Sneaky changes, blatant changes

I am still dealing with a sore muscle in my back.  It is the same situation I have dealt with many times before. It limits my ability to extend my right arm so the idea of writing with my left hand arises.  So does the idea of sending a sound file or a link to one.


My friend, an accomplished professor, traveler and published poet, wrote that yesterday's post on writing by hand or hands tended to ignore that keyboards are used more often than pens or pencils these days.  That is true and one sign of it is the number of school districts in the US that have abandoned teaching "cursive" handwriting, in favor of printing out block letters, often called "manuscript" but I learned to call the making of separate letters shaped much like these here, "printing".


As you may realize, I use Google products.  They are cheap and available on all "platforms" and operating systems so long as they relate to and use connections to the Internet and web pages. One of the results is getting a newsletter called "Think with Google".  I have lots of respect for modern electronics and computers and other smart communication devices.  I have lots of respect and admiration for Google and Microsoft and Apple and Amazon and Facebook and Twitter (@olderkirby).  I have and use products and procedures from all of those organizations. My respect brought me a puzzled feeling with the Think with Google kept on harping about smartphones.  So, big deal, I thought.  Smartphones can do what computers can do but in a smaller, cramped space.  Why not use a computer, a touchpad and the occasional mouse?

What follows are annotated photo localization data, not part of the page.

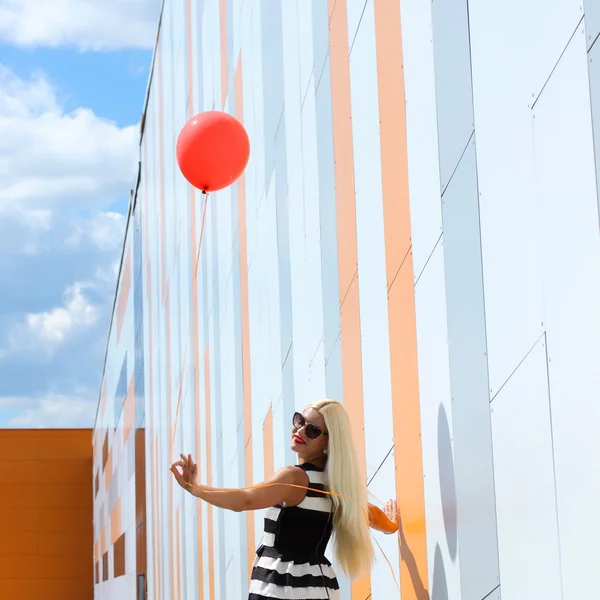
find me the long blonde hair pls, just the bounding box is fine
[308,399,374,579]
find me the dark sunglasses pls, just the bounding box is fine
[292,412,328,440]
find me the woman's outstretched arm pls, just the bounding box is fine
[368,500,399,534]
[170,453,308,512]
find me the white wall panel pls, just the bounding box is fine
[413,244,462,600]
[400,0,443,281]
[367,452,401,600]
[532,27,600,599]
[349,0,395,481]
[467,1,546,395]
[490,337,561,600]
[301,74,325,370]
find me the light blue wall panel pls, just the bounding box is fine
[260,0,284,188]
[348,0,394,482]
[431,0,474,192]
[441,141,500,600]
[298,2,315,110]
[314,56,341,394]
[532,28,600,599]
[490,338,561,600]
[588,38,600,216]
[311,0,330,89]
[586,0,600,49]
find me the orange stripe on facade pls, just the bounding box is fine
[235,53,255,583]
[328,1,371,597]
[116,245,131,342]
[204,349,215,600]
[220,0,228,107]
[263,405,274,481]
[374,0,430,596]
[186,1,205,597]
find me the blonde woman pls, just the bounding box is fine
[171,399,398,599]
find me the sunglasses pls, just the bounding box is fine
[292,412,329,440]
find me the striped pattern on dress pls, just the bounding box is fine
[248,465,340,600]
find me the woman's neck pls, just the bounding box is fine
[297,454,327,470]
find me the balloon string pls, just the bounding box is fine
[175,478,400,590]
[171,192,209,451]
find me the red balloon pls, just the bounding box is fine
[176,111,250,193]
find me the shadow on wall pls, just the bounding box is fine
[431,403,459,600]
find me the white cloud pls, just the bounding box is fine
[67,211,127,251]
[0,65,139,214]
[3,389,97,427]
[26,282,98,344]
[0,0,161,51]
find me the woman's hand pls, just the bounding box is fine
[368,499,399,534]
[170,453,198,493]
[383,499,399,527]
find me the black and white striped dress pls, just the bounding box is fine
[248,463,340,599]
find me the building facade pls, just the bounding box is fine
[0,429,93,600]
[93,0,600,599]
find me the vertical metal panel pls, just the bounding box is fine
[467,0,547,396]
[301,64,325,368]
[585,0,600,49]
[400,0,443,281]
[260,1,285,188]
[532,28,600,599]
[314,57,342,390]
[588,39,600,217]
[413,244,462,600]
[367,452,401,599]
[441,141,500,600]
[298,2,315,110]
[431,0,474,192]
[348,0,394,482]
[490,338,562,600]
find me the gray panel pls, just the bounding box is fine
[588,40,600,218]
[261,1,285,188]
[273,126,295,433]
[586,0,600,49]
[431,0,475,191]
[314,53,341,367]
[311,0,330,89]
[442,141,500,599]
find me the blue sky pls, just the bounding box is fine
[0,0,161,427]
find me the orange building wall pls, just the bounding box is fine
[0,429,93,600]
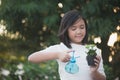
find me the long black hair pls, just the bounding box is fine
[58,10,88,48]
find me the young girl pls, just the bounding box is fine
[28,10,106,80]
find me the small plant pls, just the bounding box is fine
[85,44,97,55]
[85,44,97,66]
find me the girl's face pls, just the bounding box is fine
[68,18,86,44]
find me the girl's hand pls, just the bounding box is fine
[90,55,101,72]
[90,55,106,80]
[58,50,72,62]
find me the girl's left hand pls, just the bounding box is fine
[90,55,101,72]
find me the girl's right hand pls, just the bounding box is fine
[58,50,72,62]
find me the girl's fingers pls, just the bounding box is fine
[62,56,70,62]
[94,58,99,64]
[94,55,101,65]
[61,50,74,62]
[61,50,72,62]
[96,55,101,61]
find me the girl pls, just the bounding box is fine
[28,10,106,80]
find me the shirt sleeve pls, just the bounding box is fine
[40,44,60,53]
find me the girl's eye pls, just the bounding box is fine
[80,25,85,29]
[71,27,76,30]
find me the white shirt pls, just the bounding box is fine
[40,43,106,80]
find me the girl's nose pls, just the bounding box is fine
[76,29,81,34]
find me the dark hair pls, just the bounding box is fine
[58,10,88,48]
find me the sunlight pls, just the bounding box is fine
[0,24,7,36]
[109,55,112,62]
[116,25,120,30]
[1,68,10,76]
[0,20,7,36]
[94,37,101,44]
[0,19,22,39]
[58,2,63,8]
[60,13,64,17]
[107,32,117,47]
[111,51,115,55]
[113,7,120,13]
[7,32,21,39]
[0,0,1,6]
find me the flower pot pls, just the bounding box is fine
[86,54,97,66]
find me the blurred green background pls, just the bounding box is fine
[0,0,120,80]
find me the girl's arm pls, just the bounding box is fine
[28,52,59,63]
[28,51,71,63]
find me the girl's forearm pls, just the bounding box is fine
[28,52,59,63]
[91,71,106,80]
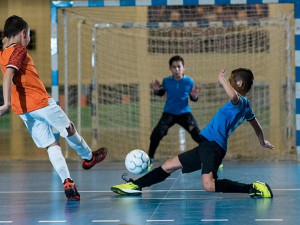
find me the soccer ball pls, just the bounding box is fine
[125,149,150,175]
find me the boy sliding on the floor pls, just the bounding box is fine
[111,67,274,198]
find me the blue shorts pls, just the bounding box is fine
[19,98,71,148]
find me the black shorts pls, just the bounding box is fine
[178,137,226,180]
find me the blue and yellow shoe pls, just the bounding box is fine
[250,181,273,198]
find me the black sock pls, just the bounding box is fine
[215,179,252,193]
[148,141,159,159]
[134,166,170,188]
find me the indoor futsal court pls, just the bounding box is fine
[0,160,299,225]
[1,0,300,225]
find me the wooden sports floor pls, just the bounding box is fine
[0,160,299,225]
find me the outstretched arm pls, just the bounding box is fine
[250,118,274,150]
[0,68,15,116]
[217,67,239,104]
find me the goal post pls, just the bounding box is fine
[51,0,299,161]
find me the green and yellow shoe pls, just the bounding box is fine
[250,181,273,198]
[218,163,224,170]
[147,158,154,172]
[111,181,142,196]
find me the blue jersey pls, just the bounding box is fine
[162,75,194,115]
[200,95,255,151]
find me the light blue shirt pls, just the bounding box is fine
[200,95,255,151]
[162,75,194,115]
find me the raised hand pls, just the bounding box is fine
[151,79,161,91]
[261,140,275,150]
[217,67,226,83]
[190,84,200,99]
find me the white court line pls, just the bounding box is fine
[146,173,180,223]
[0,222,13,224]
[92,220,120,223]
[146,220,174,222]
[38,221,66,223]
[141,197,223,200]
[0,188,298,194]
[0,191,63,194]
[274,189,300,191]
[255,219,284,222]
[143,190,206,192]
[0,190,204,194]
[0,188,299,194]
[201,219,229,222]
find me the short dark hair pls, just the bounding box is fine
[4,15,28,38]
[169,55,184,67]
[231,68,254,92]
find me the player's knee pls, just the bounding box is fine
[188,125,194,132]
[162,157,182,173]
[202,174,215,192]
[202,182,215,192]
[47,140,60,148]
[66,122,76,137]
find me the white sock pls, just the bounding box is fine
[47,145,70,183]
[66,131,92,160]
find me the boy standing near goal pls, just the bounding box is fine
[0,15,107,201]
[148,55,201,167]
[112,67,275,198]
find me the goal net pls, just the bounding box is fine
[55,4,295,161]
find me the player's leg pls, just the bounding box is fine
[42,98,107,169]
[202,172,253,193]
[211,176,272,198]
[200,141,272,198]
[19,112,80,200]
[111,156,183,195]
[47,141,80,201]
[64,122,92,160]
[177,113,202,143]
[111,146,200,196]
[148,113,176,160]
[65,122,107,169]
[199,140,239,193]
[134,156,182,188]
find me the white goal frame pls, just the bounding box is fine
[50,0,300,159]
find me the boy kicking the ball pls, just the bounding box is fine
[0,15,107,201]
[111,67,274,198]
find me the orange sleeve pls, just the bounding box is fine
[7,46,27,70]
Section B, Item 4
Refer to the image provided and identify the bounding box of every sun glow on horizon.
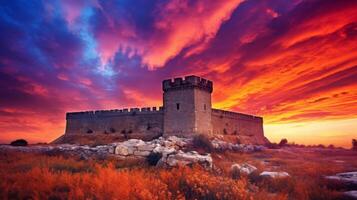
[265,118,357,148]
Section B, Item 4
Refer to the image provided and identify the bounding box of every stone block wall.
[163,89,196,136]
[163,75,213,136]
[65,107,163,136]
[193,88,212,135]
[211,109,267,144]
[63,75,268,145]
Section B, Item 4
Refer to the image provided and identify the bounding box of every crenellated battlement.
[212,109,263,123]
[63,74,265,144]
[162,75,213,93]
[66,106,164,119]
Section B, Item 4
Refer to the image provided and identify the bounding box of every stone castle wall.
[65,107,164,137]
[211,109,266,144]
[163,75,213,136]
[194,88,212,135]
[163,89,196,136]
[63,75,268,144]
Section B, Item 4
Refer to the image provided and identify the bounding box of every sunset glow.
[0,0,357,147]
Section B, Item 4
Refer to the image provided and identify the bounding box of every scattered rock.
[344,190,357,199]
[157,136,190,149]
[231,163,257,175]
[0,136,208,168]
[0,136,262,169]
[124,139,145,147]
[133,150,151,157]
[164,151,212,168]
[115,145,134,156]
[153,146,176,157]
[113,137,208,168]
[260,171,290,178]
[167,136,188,146]
[137,143,156,151]
[211,138,266,152]
[325,172,357,185]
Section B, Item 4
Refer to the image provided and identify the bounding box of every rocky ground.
[0,136,265,168]
[1,137,356,199]
[213,146,357,199]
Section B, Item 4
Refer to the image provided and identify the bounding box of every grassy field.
[0,147,356,200]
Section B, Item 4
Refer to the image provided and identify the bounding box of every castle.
[64,75,267,144]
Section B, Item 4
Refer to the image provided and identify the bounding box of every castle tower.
[162,75,213,136]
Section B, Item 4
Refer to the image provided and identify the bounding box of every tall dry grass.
[0,151,253,200]
[1,147,355,200]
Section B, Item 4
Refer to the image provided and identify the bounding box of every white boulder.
[260,171,290,178]
[123,139,145,147]
[344,191,357,199]
[325,171,357,184]
[153,146,176,157]
[167,136,188,147]
[231,163,257,175]
[165,151,212,168]
[133,150,151,156]
[114,145,134,156]
[137,143,156,151]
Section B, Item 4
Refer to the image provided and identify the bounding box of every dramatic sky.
[1,0,357,147]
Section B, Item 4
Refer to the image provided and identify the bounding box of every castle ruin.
[64,75,267,144]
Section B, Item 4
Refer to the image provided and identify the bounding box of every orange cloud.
[145,0,243,68]
[94,0,243,69]
[276,5,357,48]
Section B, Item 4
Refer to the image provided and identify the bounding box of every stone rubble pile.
[230,163,291,179]
[113,137,212,168]
[211,138,266,152]
[344,191,357,199]
[259,171,290,178]
[231,163,257,175]
[325,172,357,199]
[0,136,266,169]
[0,143,116,159]
[325,171,357,184]
[0,136,212,168]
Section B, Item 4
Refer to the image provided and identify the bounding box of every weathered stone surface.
[133,150,151,156]
[167,136,189,147]
[260,171,290,178]
[63,75,267,146]
[115,145,134,156]
[231,163,257,175]
[344,191,357,199]
[164,151,212,168]
[108,147,115,154]
[211,139,266,153]
[1,136,210,168]
[325,172,357,184]
[124,139,145,147]
[154,136,191,150]
[153,146,176,157]
[137,143,156,151]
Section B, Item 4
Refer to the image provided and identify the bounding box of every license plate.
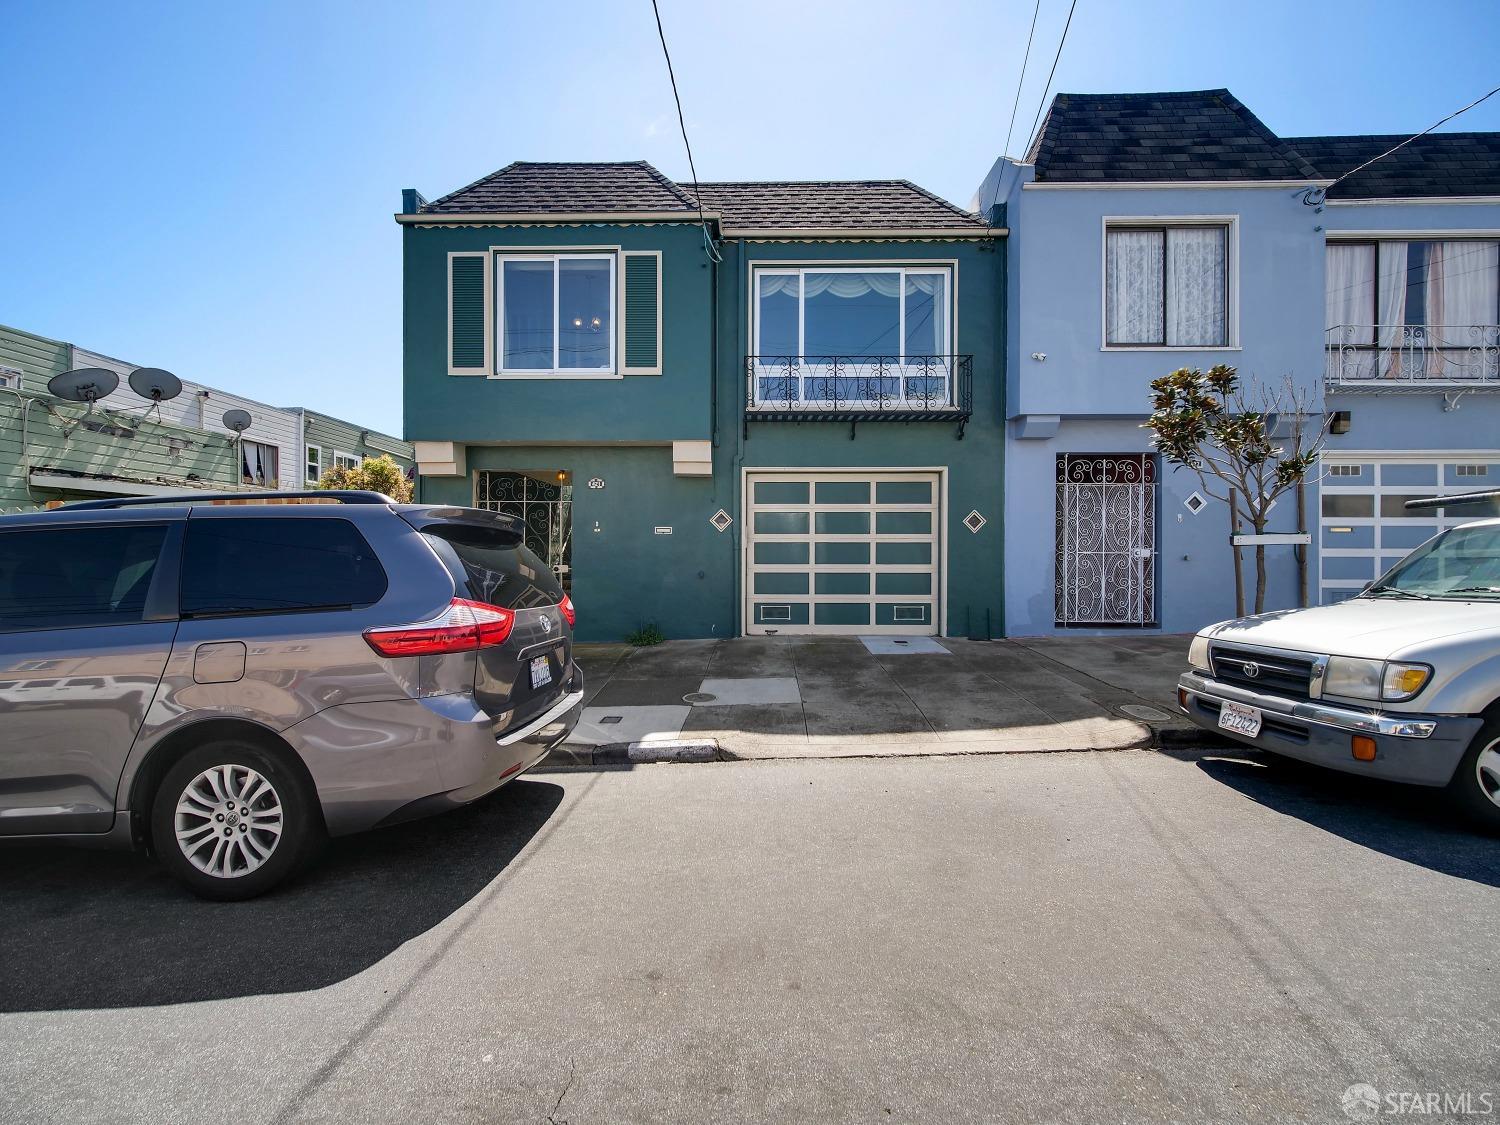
[1218,700,1263,738]
[529,655,552,690]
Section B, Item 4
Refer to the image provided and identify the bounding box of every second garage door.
[745,471,941,635]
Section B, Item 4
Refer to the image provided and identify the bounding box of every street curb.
[534,739,724,771]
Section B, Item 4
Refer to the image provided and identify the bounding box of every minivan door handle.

I am getting the point from Google, which has gone to the effort of informing web sites that they are ok for computers but poorly designed for phones.  Google refers to the new traffic as the mobile revolution.  You won't see a shopper erect a table in an aisle of a big store and place his laptop on it.  You won't see one of the guys having a beer with his fellows go to his car for his computer.  You will see girls and boys, women and men, pull out their smarty-pants phone and search by thumb or voice for alternative products and answers to bar questions.  Having your laptop shrunk down to the size of a note pad, having it connected to trillions of web pages is a new deal, worldwide, not just in the US.


I know you just got adjusted to the last new thing and now another new thing is hanging over you. I feel your pain.  Well, a little bit I can imagine it.